Reading the Qur'an as a Quaker


How do Quakers “love thy neighbor”? For Michael Birkel, it meant crossing religious boundaries to have meaningful conversations with his Muslim neighbors.

Transcript:

There is within Islam a sacred saying called a “hadith,” in which God is speaking and God says, “I was a hidden treasure and I desired to be known.” This was one of the motivations of the act of creation itself. “I was a hidden treasure and I desired to be known.” If that desire— that deep desire—is imprinted on the very fabric of the universe, then our coming to know one another across religious boundaries is a sacred task and a holy opportunity.

Reading the Qur’an as a QuakerConversations About the Qur’an

So I traveled among Muslims who live from Boston to California, and I just had one question for them: would you please choose a passage in your holy book and talk to me about it? The result was a series of precious conversations, because what they brought to the conversation was their love for their faith, for God and for the experience they had of encountering God’s revelation through the Qur’an.

The Experience of Reading the Qur’an

One of my Muslim teachers told me, when I asked him, “what is it like to read the Qur’an?” and he said it’s this experience of overwhelming divine compassion. You feel yourself swept up into this divine presence where you feel so loved that nothing else matters. Any other desires you had in the world just disappear. You are where you want to be. At the same time, you feel this overwhelming sense of compassion for others. And he told me if you don’t feel that, you’re not reading the Qur’an.

A Diversity of Voices

I spoke with Muslims from many places that are within the spectrum of the Islamic community. I spoke to Sunnis, I spoke to Shiites, I spoke to Sufis, I spoke to men, I spoke to women. I spoke to people of many ethnic heritages. If there’s one thing I learned, it is that whatever you think Islam is, it’s wider than that.

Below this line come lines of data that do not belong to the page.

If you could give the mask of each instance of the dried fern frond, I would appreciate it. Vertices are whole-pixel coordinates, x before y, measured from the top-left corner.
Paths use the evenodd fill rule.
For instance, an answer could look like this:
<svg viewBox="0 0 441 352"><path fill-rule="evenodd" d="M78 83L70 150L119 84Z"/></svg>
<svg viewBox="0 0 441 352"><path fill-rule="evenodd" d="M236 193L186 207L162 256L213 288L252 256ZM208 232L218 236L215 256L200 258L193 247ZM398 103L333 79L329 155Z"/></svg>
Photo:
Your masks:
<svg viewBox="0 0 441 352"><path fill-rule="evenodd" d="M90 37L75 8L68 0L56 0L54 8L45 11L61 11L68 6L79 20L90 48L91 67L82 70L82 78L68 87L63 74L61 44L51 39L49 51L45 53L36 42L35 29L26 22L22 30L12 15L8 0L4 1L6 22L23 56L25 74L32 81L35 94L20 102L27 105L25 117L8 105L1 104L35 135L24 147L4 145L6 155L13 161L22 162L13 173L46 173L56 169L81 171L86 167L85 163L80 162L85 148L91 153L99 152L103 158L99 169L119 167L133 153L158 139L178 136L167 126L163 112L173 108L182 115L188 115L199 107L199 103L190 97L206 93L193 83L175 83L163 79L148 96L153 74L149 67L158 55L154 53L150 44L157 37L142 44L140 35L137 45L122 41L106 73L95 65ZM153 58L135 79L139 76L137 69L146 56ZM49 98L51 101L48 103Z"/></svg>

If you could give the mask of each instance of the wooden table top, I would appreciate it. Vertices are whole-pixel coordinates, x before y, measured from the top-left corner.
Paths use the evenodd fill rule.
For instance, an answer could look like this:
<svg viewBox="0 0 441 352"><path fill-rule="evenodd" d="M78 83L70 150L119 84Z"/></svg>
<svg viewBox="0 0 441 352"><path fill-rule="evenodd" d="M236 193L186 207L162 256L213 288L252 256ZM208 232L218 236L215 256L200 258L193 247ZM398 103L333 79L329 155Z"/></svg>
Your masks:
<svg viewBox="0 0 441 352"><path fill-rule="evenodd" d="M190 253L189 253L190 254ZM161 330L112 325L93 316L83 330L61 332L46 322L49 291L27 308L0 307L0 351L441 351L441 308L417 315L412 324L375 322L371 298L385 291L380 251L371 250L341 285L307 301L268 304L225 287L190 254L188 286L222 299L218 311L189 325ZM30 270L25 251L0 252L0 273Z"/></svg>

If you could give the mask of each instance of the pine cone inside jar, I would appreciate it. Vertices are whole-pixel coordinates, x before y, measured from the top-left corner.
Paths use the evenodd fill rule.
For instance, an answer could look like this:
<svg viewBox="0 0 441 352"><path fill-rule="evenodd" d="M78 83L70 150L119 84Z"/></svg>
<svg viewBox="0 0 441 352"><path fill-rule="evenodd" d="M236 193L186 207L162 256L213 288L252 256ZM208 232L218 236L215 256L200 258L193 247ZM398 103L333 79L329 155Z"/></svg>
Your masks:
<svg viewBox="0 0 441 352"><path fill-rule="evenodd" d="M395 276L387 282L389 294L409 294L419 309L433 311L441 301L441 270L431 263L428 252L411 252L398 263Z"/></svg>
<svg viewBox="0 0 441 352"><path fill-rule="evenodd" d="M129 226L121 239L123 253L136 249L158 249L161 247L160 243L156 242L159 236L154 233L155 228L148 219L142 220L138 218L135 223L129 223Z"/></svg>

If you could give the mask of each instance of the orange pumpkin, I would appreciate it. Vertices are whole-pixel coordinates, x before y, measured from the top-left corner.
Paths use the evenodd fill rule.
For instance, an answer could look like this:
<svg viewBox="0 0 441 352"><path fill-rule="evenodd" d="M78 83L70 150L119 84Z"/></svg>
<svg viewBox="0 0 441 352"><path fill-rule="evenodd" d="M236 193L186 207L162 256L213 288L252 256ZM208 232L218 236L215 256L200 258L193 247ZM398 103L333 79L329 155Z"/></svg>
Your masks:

One imam—who was by 39 generations removed a descendant of the prophet Muhammad himself—spoke to me and said that for him, one of the jewels of the Qur’an was this notion that you do not repel evil with evil. You drive away evil with goodness. And if you drive away evil with good, then you find that the person whom you regarded as your enemy can become your friend.

Another Muslim teacher taught me that according to the Qur’an, when we hear about good and evil, our task is not to divide the world into two teams—here are the good guys, here are the bad guys—but rather, our inclination towards evil is found in every heart and that is where the fundamental conflict resides. This to me sounded very close to the message of early Quakers.

Encountering the Qur’an as a Non-Muslim

I believe that for a non-Muslim, encountering the Qur’an for the first time might be perplexing. You might imagine being parachuted down into the book of Jeremiah. There you land: you don’t know the territory, here are these prophetic utterances (which is how Muslims see the Qur’an) and in Jeremiah they don’t always have names attached to them. They’re not in chronological order and they’re not thematically arranged. I believe the Qur’an can read like that to a newcomer. That’s why I think it’s valuable to read it in the company of persons who have been reading it their whole lives.

What is it like to read someone else’s scripture? I think it’s quite possible that it can change you in ways that I can’t predict for any reader, except to say that it will make your life richer. It will make your life better to know this. I am not a trained scholar of Islam. I did some preparation for this project, but mostly what I did was go out and talk to my neighbors, and it changed my life. And so I would like to encourage anyone who’s hearing these words to go out, cross religious boundaries, talk to their neighbors, because your life will be changed too.